L'arrêt de Van Koeverden à Niagara pendant les Jeux panaméricains, ainsi que le reste de sa saison 2015, ont marqué un tournant important dans sa carrière. À ce moment-là, il ne se contentait pas de participer à des compétitions : il défendait également des intérêts, travaillait sur des questions de gouvernance et agissait en tant qu'ambassadeur de Right to Play et de WaterAid Canada. Bien qu'il ait fini par se rendre à Rio 2016 pour sa quatrième participation aux Jeux olympiques, cette compétition s'est révélée être sa dernière.

« Quand j'ai arrêté de faire du kayak en 2016, ce n'était pas parce que je ne voulais plus faire partie d'Équipe Canada », a déclaré van Koeverden. « C'était parce que je n'étais plus motivée à l'idée de courir en kayak pour le Canada.
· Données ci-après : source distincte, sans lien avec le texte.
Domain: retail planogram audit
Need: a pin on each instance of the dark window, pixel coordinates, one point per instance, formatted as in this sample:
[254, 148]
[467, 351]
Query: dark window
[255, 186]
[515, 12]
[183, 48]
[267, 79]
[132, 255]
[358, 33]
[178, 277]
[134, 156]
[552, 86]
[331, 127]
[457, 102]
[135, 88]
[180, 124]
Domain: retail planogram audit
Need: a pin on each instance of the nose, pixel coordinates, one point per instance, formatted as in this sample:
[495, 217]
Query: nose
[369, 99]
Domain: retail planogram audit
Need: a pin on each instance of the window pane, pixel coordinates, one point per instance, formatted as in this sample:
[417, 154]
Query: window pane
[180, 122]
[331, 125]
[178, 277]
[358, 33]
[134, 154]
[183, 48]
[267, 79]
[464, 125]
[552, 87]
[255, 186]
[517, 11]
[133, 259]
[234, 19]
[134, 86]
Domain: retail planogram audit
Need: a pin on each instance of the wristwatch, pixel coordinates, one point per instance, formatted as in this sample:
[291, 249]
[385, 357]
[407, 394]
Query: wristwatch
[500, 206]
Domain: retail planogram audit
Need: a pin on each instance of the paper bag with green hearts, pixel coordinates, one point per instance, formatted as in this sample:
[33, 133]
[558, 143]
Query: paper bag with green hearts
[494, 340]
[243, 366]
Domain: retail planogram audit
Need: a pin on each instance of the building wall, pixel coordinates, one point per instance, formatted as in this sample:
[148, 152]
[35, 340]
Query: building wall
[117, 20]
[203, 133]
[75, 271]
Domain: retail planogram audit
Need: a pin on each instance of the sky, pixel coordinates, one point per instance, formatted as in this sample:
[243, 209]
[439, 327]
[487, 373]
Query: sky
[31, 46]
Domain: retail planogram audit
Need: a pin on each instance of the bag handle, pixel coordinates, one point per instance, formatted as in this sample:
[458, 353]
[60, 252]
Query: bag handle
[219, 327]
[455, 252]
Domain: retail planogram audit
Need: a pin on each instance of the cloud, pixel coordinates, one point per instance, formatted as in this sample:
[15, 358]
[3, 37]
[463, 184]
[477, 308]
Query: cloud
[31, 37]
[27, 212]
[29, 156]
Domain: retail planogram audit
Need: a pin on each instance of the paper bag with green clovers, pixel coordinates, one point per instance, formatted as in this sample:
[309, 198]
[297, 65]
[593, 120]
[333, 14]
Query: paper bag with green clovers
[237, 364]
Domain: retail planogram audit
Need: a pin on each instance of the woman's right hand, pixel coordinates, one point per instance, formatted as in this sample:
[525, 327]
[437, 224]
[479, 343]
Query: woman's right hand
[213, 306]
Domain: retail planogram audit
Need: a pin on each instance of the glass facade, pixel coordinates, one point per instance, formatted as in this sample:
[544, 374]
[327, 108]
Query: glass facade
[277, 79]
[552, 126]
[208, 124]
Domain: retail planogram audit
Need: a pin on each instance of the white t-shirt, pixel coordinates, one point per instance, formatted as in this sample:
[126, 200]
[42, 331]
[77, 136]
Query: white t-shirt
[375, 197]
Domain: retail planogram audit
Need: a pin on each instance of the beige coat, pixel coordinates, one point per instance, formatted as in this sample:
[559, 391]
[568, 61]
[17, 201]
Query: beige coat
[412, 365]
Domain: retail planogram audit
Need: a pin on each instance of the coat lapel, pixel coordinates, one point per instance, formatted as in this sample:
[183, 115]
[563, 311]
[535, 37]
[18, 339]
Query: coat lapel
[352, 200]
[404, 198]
J'ai donc passé près de deux ans à essayer de trouver une autre façon de contribuer, de faire partie d'une équipe et de continuer à travailler pour le Canada d'une certaine manière, et à travailler pour les Canadiens. »

Van Koeverden s'adresse à ses partisans lors d'un rassemblement à Milton, en Ontario, avant les élections fédérales de 2019. À peine deux jours plus tard, le candidat libéral a battu la conservatrice Lisa Raitt, qui détenait la circonscription depuis 2008, afin d'être élue députée de Milton.

C'est cet engagement envers son pays qui l'a finalement mené sur la Colline du Parlement. En octobre 2019, en tant que candidat libéral dans la circonscription de Milton, en Ontario, van Koeverden a battu la titulaire de longue date Lisa Raitt lors de sa première année en politique. L'homme de 38 ans, qui est aujourd'hui secrétaire parlementaire du ministre de la Diversité et de l'Inclusion et de la Jeunesse et du ministre du Patrimoine canadien (Sport), a cité son travail humanitaire à l'étranger comme l'une des principales raisons pour lesquelles il est entré sur la scène politique.

« Plus je voyageais, notamment à l'étranger, plus je me rendais compte que nous avons tous de la chance d'être Canadiens, et cela n'est pas le fruit du hasard », a affirmé le député libéral.

« Il faut élire un bon gouvernement si l'on veut obtenir de bons résultats pour les Canadiens, et les citoyens méritent d'être représentés avec acharnement et honnêteté. J'en ai vu de nombreux exemples au Canada, et je voulais me joindre à cette équipe, participer et apporter ma contribution au pays qui m'a tant offert et qui continue d'offrir aux gens qui viennent d'autres pays et aux Canadiens qui y vivent tant.

Et dire que son parcours aurait pu être différent si sa mère n'avait jamais vu cette annonce du Burloak Canoe Club dans le Oakville Beaver. Mais heureusement pour nous, elle l'a fait, et notre pays s'en est un peu amélioré.